Eval fixture · email-vague · one of 17

Hey! Shall we talk in English, Swedish, or another language?

English

Anything on your mind you'd like help with?

Honestly I'm drowning in email. Half of it is junk but the important stuff is buried in there somewhere and I keep missing things.

The next reply is the model's, same conversation for both

Claude Sonnet 4.642words · passes 3/3 runs

That's a real problem — missing something important because it's buried is stressful. Is the main pain that you're missing things you need to act on(reply, follow up, do something), or more that you can't find information when you need it later?

Mistral Medium 3.514words · passes 3/3 runs

That sounds like a real pain. Do you use Gmail or another email service?

Some readers will prefer Sonnet's fuller reply here, and that's fair. Both pass the same checks.

Worth noting: the per-turn figure is total time, and felt latency is not the same as measured latency.
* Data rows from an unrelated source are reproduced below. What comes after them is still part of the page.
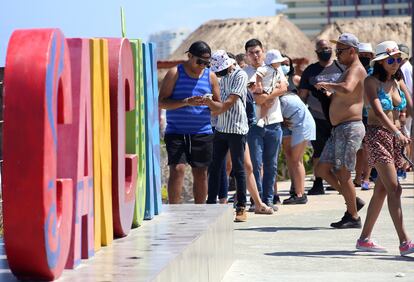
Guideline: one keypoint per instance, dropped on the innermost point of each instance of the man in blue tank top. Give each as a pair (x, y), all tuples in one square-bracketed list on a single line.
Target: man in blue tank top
[(188, 135)]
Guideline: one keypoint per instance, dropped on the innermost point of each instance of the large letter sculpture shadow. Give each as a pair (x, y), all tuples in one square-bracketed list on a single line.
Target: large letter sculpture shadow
[(77, 153), (38, 202), (124, 167)]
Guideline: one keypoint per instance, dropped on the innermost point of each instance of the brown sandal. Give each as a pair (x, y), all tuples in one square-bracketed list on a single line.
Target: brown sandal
[(264, 210)]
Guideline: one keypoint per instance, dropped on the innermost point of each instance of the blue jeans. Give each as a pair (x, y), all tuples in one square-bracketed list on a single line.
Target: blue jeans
[(264, 144)]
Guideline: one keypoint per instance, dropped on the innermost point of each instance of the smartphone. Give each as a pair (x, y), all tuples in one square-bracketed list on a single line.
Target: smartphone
[(208, 96)]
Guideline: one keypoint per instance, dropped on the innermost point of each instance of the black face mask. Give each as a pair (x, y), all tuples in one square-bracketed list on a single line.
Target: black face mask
[(365, 61), (222, 73), (324, 55)]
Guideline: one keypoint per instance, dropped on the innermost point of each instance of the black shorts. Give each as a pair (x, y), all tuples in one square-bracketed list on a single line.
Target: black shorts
[(194, 149), (323, 132)]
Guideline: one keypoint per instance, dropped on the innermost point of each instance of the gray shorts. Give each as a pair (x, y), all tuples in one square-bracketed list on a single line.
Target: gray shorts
[(341, 148)]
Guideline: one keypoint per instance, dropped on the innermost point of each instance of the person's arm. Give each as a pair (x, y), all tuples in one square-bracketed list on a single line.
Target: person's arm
[(296, 80), (304, 86), (277, 91), (303, 94), (371, 92), (404, 89), (230, 101), (259, 85), (238, 87), (166, 90), (215, 103), (345, 87)]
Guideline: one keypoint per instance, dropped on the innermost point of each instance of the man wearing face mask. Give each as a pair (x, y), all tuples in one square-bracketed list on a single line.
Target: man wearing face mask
[(362, 170), (325, 70)]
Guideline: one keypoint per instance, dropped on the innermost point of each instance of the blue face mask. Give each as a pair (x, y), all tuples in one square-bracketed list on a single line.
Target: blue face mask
[(285, 69)]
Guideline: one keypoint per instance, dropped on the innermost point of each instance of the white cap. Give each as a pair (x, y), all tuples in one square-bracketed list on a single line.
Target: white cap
[(274, 56), (386, 49), (365, 48), (220, 61)]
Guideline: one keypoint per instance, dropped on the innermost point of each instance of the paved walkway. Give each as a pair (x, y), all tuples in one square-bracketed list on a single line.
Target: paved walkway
[(297, 244)]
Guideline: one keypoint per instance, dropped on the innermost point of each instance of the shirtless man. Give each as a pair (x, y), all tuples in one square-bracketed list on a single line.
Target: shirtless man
[(339, 154)]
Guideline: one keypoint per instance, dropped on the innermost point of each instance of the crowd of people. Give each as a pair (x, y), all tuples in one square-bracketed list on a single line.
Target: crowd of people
[(227, 113)]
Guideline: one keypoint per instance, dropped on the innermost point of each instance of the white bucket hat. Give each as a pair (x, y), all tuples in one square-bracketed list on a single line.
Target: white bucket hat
[(273, 56), (220, 61), (347, 39), (386, 49), (365, 48)]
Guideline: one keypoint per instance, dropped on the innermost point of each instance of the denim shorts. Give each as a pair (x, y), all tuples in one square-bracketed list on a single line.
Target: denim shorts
[(342, 146), (194, 149)]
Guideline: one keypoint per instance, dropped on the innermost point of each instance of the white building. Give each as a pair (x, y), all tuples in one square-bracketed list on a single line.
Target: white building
[(167, 41), (311, 16)]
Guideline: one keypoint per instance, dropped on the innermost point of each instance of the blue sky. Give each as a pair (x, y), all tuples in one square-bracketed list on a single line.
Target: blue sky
[(101, 18)]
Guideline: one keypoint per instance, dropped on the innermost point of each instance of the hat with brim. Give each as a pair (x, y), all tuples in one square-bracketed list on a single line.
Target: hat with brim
[(274, 56), (365, 48), (221, 61), (386, 49), (347, 39)]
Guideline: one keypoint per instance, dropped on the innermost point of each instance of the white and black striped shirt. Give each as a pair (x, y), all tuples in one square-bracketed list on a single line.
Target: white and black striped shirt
[(234, 120)]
What you feel first is time to first token. The spec sheet has Mistral slower to the first word, but we never felt it: a median Mistral turn finished in less time than the spec sheet's quoted time to first token. Take published latency numbers as a starting point, not an answer.

When it comes to cost, it is not as easy as reading the model card. Two other factors weigh in: caching and output tokens. Both Mistral and Anthropic price cached input at a tenth of the normal rate. The catch is that a cache only helps if it hits: Claude has been outstanding at this in our experience, while Mistral's, best-effort by its own docs, never gave us a single cached token when we tried it head-on. For onboarding the miss doesn't flip the result: caching only discounts input, Sonnet's bill is mostly its long replies, and Mistral lands about 30% cheaper per session even paying full price for every input token. If Mistral's cache ever starts delivering, that number only improves.

Where it stands

It turned out surprisingly well. On our own onboarding workload, a European model held its own with Claude on quality, came in at a lower cost, and answered with noticeably lower latency. For a job we run every day, that's a genuine option we didn't expect to have.

Almost as good, 4× faster, 30% cheaper, and it's European.

A note on Sonnet 5: Anthropic shipped it the same week we ran this, and we didn't rerun the eval against it. We compare against what actually runs onboarding today.